We basically gave (the Iraqi army) SIPRNet. It’s not official, but if you’ve got a secret Internet computer sitting there with a wire running across from the American side of the base, with no guard, you’re basically giving them access.

Then in every Iraqi division command post, you have a SIPRNet computer, with all the stuff Bradley Manning leaked and massive amounts more.

I could look up FBI files on the SIPRNet. In fact, I was reading Hunter Thompson’s “Hell’s Angels” book, and I was like “this sounds cool,” and I looked up all the Hell’s Angels.

Now, as I said, Knappenberger was in Iraq several years before Manning, before malware was introduced into DOD networks via a thumb drive and the limited response DOD made to that. So this can’t necessarily be taken as a description of what the network was like when Manning allegedly downloaded three databases on a Lady Gaga CD, nor as a description of what it is now (though as Congressional testimony has made clear, DOD isn’t in a big rush to fix its gaping security problems).
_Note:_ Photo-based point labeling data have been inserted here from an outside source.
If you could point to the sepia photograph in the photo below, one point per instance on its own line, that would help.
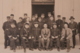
(39, 26)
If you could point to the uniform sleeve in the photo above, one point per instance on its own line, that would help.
(49, 33)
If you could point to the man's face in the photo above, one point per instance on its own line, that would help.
(33, 18)
(12, 25)
(54, 26)
(26, 26)
(45, 26)
(51, 18)
(59, 17)
(35, 25)
(42, 16)
(65, 26)
(36, 15)
(8, 19)
(20, 20)
(11, 17)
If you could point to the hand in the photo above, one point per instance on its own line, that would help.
(56, 37)
(14, 38)
(17, 35)
(32, 37)
(53, 37)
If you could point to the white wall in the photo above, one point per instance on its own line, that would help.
(67, 8)
(17, 7)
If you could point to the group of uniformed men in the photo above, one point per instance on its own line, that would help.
(40, 32)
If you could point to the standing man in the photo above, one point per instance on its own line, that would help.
(20, 27)
(64, 21)
(55, 33)
(59, 23)
(26, 18)
(50, 22)
(73, 27)
(12, 19)
(45, 33)
(66, 36)
(6, 28)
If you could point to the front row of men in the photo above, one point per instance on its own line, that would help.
(45, 36)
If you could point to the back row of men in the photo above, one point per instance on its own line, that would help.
(41, 29)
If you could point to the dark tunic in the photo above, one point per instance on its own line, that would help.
(59, 24)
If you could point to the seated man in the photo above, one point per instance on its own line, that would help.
(35, 34)
(66, 35)
(25, 33)
(13, 37)
(55, 33)
(45, 33)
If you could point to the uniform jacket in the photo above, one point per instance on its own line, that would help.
(14, 32)
(36, 32)
(45, 33)
(59, 24)
(6, 27)
(55, 32)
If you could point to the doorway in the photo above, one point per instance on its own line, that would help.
(39, 9)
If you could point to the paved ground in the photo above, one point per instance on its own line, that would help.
(2, 50)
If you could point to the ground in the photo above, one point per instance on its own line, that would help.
(2, 50)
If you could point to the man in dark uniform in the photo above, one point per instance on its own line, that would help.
(12, 19)
(25, 17)
(73, 27)
(6, 28)
(55, 33)
(40, 23)
(59, 23)
(64, 21)
(36, 32)
(20, 27)
(50, 22)
(36, 17)
(13, 37)
(45, 34)
(25, 33)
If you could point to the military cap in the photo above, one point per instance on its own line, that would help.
(54, 24)
(25, 13)
(64, 18)
(72, 17)
(12, 15)
(59, 16)
(8, 17)
(26, 23)
(20, 18)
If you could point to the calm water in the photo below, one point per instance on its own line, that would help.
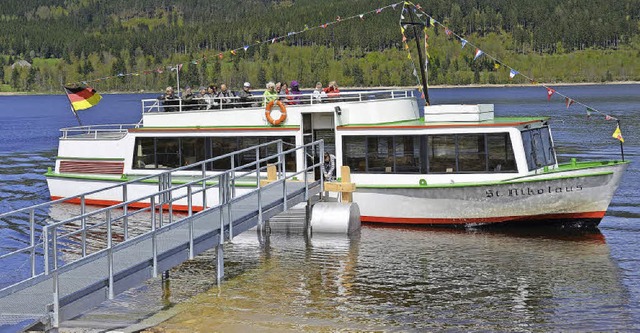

But Knappenberger’s account backs up two points I’ve been making: first, the level of security tolerated in DOD is far worse than what you’d find on networks in the States that carry much less sensitive information (he refers to the network at Western Washington University).

Further, one of DOD’s challenges is that we need to share information with our “coalition partners” (in his account, the Iraqi army). No matter how trustworthy they seem, these coalition partners are going to have different motivations than American soldiers (think, for example, how close members of Nuri al-Maliki’s government are to Iran). They may be far more susceptible to approaches from other countries’ intelligence services than your average Army Specialist. And if there are data breaches to foreign government, we (both citizens and our government) may not be learning about them.

And there’s some indication our network security is weakest precisely at those points where we are sharing data. One of the reasons 12% of SIPRNet computers will remain accessible to removable media, after all, is to facilitate sharing of data with coalition partners. While DOD is finally implementing a buddy system to add a level of security at those sensitive computers, that still leaves them exposed to human sloppiness.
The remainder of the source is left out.